In the position shown in FIG. 3, the tie rod 28 pivots backwards and forwards in the seat of the spherical disc 37 in the drawing plane during the traversing. The size of the opening 38 in the angle bracket 29 through which the tie rod 28 passes, is selected in accordance with the deflection of the pivot movement.

In an advantageous embodiment of the invention, the doctor blade 14 is provided with a vulcanized cast elastomeric resin in the region of contact with the cooling roller 7. This facilitates a satisfactory service life of the doctor blade 14. If the doctor blades 14 are worn, they can be replaced by new ones due to the detachable screw-type connection thereof, to the collection vessel 9. To carry out corresponding service work and in order to clean the collection vessel 9, the entire doctor blade device can be swivelled away from the cooling roller 7 in the manner described farther above. The collector reservoir 9 can be removed from the machine after loosening the screws 27.

The foregoing is a description corresponding in substance to German Application No. P 36 14 742.7, dated Apr. 30, 1986, the International priority of which is being claimed for the instant application, and which is hereby made part of this application. Any material discrepancies between the foregoing specification and the aforementioned corresponding German application are to be resolved in favor of the latter.

Claims

1. Device for aftertreating a material web which is coated or printed on at least one side thereof, the device having a drier for heating the material web to vaporize solvents contained therein, a vapor channel connected to the drier and traversible by the material web, and an arrangement of cooling rollers located downstream of the vapor channel, each of the cooling rollers being enveloped by the material web over a region of the circumference of the cooling rollers, respectively, a first one of the cooling rollers located in the travel direction of the material web having a jacket surface thereof facing towards the coated or printed side of the web, the device comprising a doctor blade device having a traversing doctor blade engaging a region of the circumference of the first cooling roller located opposite the region thereof envelopede by the material web and disposed between an oncoming strand and a departing strand of the material web.

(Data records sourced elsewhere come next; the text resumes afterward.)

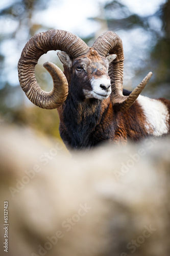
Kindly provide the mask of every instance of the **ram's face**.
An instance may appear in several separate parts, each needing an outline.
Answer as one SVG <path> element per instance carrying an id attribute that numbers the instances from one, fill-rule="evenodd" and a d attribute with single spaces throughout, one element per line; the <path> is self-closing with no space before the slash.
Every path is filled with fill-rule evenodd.
<path id="1" fill-rule="evenodd" d="M 111 92 L 108 74 L 109 65 L 116 57 L 113 54 L 105 58 L 96 51 L 90 49 L 87 54 L 76 58 L 71 63 L 69 61 L 72 69 L 72 82 L 75 87 L 72 90 L 78 90 L 79 95 L 85 98 L 107 99 Z"/>

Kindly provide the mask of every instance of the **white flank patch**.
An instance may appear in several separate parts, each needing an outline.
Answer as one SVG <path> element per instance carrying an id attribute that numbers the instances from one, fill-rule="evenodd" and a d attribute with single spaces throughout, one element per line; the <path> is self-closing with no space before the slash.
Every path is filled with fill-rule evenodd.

2. Device according to claim 1, wherein said doctor blade device includes a collection vessel for receiving therein solvent condensate wiped away by said doctor blade.

3. Device according to claim 2, wherein said collection vessel has a drainage connection coupling connectible to a disposal device for solvent condensate.

4. Device according to claim 1, wherein said doctor blade is exchangeable by another doctor blade and has vulcanized cast eleastomer resin located at least in a region thereof contacting the cooling roller.

5. Device according to claim 1, wherein said traversing doctor blade is traversible a given travel distance in a given travel direction, and is longer than the width of the material web by at least twice said given travel distance.

6. Device according to claim 1, including a swivel device for swivelling said doctor blade device away from and against the cooling roller, a control cylinder having a piston connected to said swivel device for operating said swivel device, said swivel device having an adjustable spring for determining the contact force between said doctor blade and said cooling roller.